The Finance Ghost: 25 years of owning the market. That is the story at the end of the day, and it’s been a fascinating one to watch. I really have enjoyed it. I feel like I’ve lived it for many years before my Finance Ghost initiatives and ambitions there. So, it really has been great.

René, thank you. I think that brings the year to a close in style. It’s been a big year for Satrix. There’s a lot to come in 2026. I’m really looking forward to speaking to the team about everything that’s coming. We’re going to do another year of podcasts. 

So, thank you for the ongoing support in Ghost Mail and, of course, the importance that you put on the Ghost Mail audience. I know that they get a huge amount of value from this.

And to listeners, if you’ve missed any of the Satrix podcasts this year, go back and listen to them. They are somewhat timeless in terms of the lessons that we talk about there, the investment insights, and a lot of the concepts. They’re not necessarily based on what’s going on in the world at that point in time. 

We’ve done shows ranging from investing for your kids right through to trying to assess valuations in the market and when to be scared and when to double down, and it’s really these skills that will just help you on this journey.

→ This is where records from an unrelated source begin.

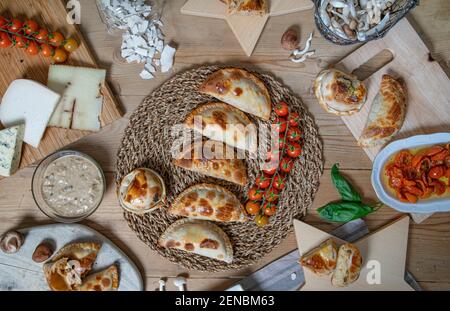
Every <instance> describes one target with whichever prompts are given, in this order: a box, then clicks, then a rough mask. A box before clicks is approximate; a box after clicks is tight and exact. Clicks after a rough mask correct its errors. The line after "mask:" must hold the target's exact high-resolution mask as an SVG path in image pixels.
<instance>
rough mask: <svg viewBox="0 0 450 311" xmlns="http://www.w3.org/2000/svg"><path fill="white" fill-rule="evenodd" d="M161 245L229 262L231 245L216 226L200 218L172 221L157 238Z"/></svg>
mask: <svg viewBox="0 0 450 311" xmlns="http://www.w3.org/2000/svg"><path fill="white" fill-rule="evenodd" d="M158 243H159V245H160V246H161V247H165V248H169V249H179V250H182V251H185V252H188V253H194V254H197V255H200V256H205V257H209V258H212V259H216V260H220V261H224V262H226V263H231V262H232V261H233V246H232V245H231V242H230V239H229V238H228V236H227V235H226V234H225V232H223V230H222V229H220V228H219V227H218V226H216V225H214V224H212V223H210V222H207V221H201V220H191V219H181V220H178V221H177V222H175V223H173V224H172V225H171V226H170V227H169V228H168V229H167V230H166V231H165V232H164V233H163V235H162V236H161V237H160V238H159V241H158Z"/></svg>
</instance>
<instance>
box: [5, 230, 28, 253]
mask: <svg viewBox="0 0 450 311" xmlns="http://www.w3.org/2000/svg"><path fill="white" fill-rule="evenodd" d="M23 242H24V237H23V235H22V233H20V232H17V231H8V232H6V233H5V234H4V235H3V236H2V238H1V239H0V249H1V250H2V251H3V252H4V253H6V254H15V253H17V252H18V251H19V249H20V248H21V247H22V245H23Z"/></svg>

So, René – and to the whole team at Satrix – thank you so much for another lovely year. Can’t wait to do this again in 2026, which means René, I will do another one with you 12 months from now, when we get you out of your cave in December 2026, and we talk about what the 26th year of Satrix has included.

René Basson: I look forward to it, Ghost. Thank you so much!

The Finance Ghost: Thank you, and to all the listeners, have a fantastic December holiday, and we will see you in January.